PC World reported on the hack, discovered by researchers at Ben-Gurion University in Israel, which works by “flashing visible or infrared light at the [open] scanner lid” of AIO machines, thereby infecting the printer and by extension the computer attached to it.
The experiment came about after cryptographer Adi Shamir, alongside researchers Yuval Elovici and Moti Guri, aimed to find “methods of controlling malware running on air-gapped systems”. Air-gapping isolates computers from the internet, and is “considered one of the best ways to defend critical systems and their sensitive data from cyberattacks”, but this can be “undermined” using the printer hack method.
The three wanted to “subvert the goal of preventing internet-based attacks”, as if a virus is installed on a computer disconnected from the internet through a USB drive, the hackers would “have a hard time controlling” it or stealing information because “there is no internet connection”. However, if an AIO is connected to a computer with malware, attackers could “issue commands to a malicious programme […] by flashing visible or infrared light at the scanner lid when open”.
Shamir presented the ‘Scangate’ hack at the Black Hat Europe security conference in Amsterdam, with the research finding that “if a source of light is pointed repeatedly at the white coating on the inside of the scanner’s lid” during scanning, the image will “have a series of white lines on darker background[s]”, which match the light hitting the lid.
Using Morse code to send the message in light, and then interpreting the Morse code into binary data, the hacker could then access data on the computer through the malware already on it, as the malware would “interpret the commands” as instructions.

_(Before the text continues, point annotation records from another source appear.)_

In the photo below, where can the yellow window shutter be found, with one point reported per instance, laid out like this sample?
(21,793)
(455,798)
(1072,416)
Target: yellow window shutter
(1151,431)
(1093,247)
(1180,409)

Shamir added that “several hundred bits of data” could be sent in one scan, which PC World states is “enough to send small commands that can activate various functionality” in the malware infection.
Additionally, the researchers “successfully” tested such an attack from 200, 900 and 1,200 metres away, using a laser to “flash visible light at the window of the office where the scanner was located”, lighting the room and sending the message. A more powerful laser could “produce reliable results from up to five kilometres away”, with infrared light more likely in this case to work “because it’s invisible to the naked eye”.
Also, instead of waiting for the malware to “initiate a scan”, hackers could wait until the scanner is used, and “then run their attack”, with the lines appearing on the sides of the scanned document. The three researchers again revealed that they “found a way for the malware to send data back to the attackers”, using the light from the scanner to send information back judging by the “amount of time the scanner’s light is on and reflects the open lid”.
Data that could be stolen this way could include encryption keys, though detecting scanner light from a distance “would require very sensitive equipment”, and on a higher floor hackers would “have a hard time getting good visibility”, though a drone could be used “to get closer and observ[e] the scanner from a better angle”.